The Weight of Online Classes and Returning to Campus
Cynthia Terry, contributor
When I received the email that said most classes were going to be in-person next semester, I was ecstatic. From my experience this past year, the pros of in-person classes outweigh the cons as I am not a fan of online classes.
My main reason for this preference is that I get headaches from looking at screens too long. Whether it’s due to my bad eyes or four concussions, looking at a computer screen for an hour leaves me with a terrible headache. I was able to get accommodations with the help from Augsburg’s Center for Learning and Accessible Student Services (CLASS) office, but there is only so much that can be done when classes are online.
Although I enjoy getting my education, I can get distracted by things around me. During online classes, I am in my dorm surrounded by things I enjoy (mainly my PlayStation 4). It takes a lot of self-restraint to resist the temptation to play video games during a professor’s lecture. Even when I’m not distracted by things around me, my computer itself can be distracting. I could have Zoom open and actively participate in class, or I could be looking at my various social media accounts and get caught up on recent events, stream Netflix or Hulu or go on Pinterest and fall down the rabbit hole of content. As online classes don’t require face cams to be on, the likelihood of me actually paying attention is reduced because of this. I, like so many others, learn more when having in-person classes instead of online classes.
The move to online classes has led professors to make open book tests and exams. This has led me to not read chapters or even full textbooks. The open book exams are not too much of a problem, specifically because googling an exam question can usually lead to a Quizlet with all the questions there. If all the resources are available for me to use, then I will use them, especially Quizlet and Google. I am often in a personal conflict over the morals during online exams because I wonder – does this make me a bad student?
Although I typically find myself wanting to be alone and away from human contact, there are times where I desperately desire to have a face-to-face conversation with another human being.

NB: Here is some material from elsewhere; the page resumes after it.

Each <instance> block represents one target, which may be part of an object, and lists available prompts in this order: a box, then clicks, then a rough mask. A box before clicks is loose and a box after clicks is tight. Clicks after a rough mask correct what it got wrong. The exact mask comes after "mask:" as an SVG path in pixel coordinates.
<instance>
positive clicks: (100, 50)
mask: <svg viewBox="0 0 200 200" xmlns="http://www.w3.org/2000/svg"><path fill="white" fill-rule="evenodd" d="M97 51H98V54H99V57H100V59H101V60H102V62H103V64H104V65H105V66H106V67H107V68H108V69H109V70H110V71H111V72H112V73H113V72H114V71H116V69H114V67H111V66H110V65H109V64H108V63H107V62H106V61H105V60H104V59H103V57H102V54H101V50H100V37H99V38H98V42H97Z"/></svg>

I tend to enjoy having conversations with other students and professors before and after classes. In the online setting, those conversations don’t exist; especially if the only person who has a face cam turned on is the professor and everyone else has a black screen revealing only their name.
Having in-person classes doesn’t mean COVID is gone . It is still a disease that exists and has killed more than a quarter of a million Americans and should be taken seriously. It is a deadly disease but wearing masks and getting vaccinated reduces the number of cases, allowing us to meet in person again. While I am grateful to be at a school that follows proper health protocol and does everything to keep the students and employees safe and healthy, I am paying for in-person classes and feel that in-person classes with these precautions are worth it.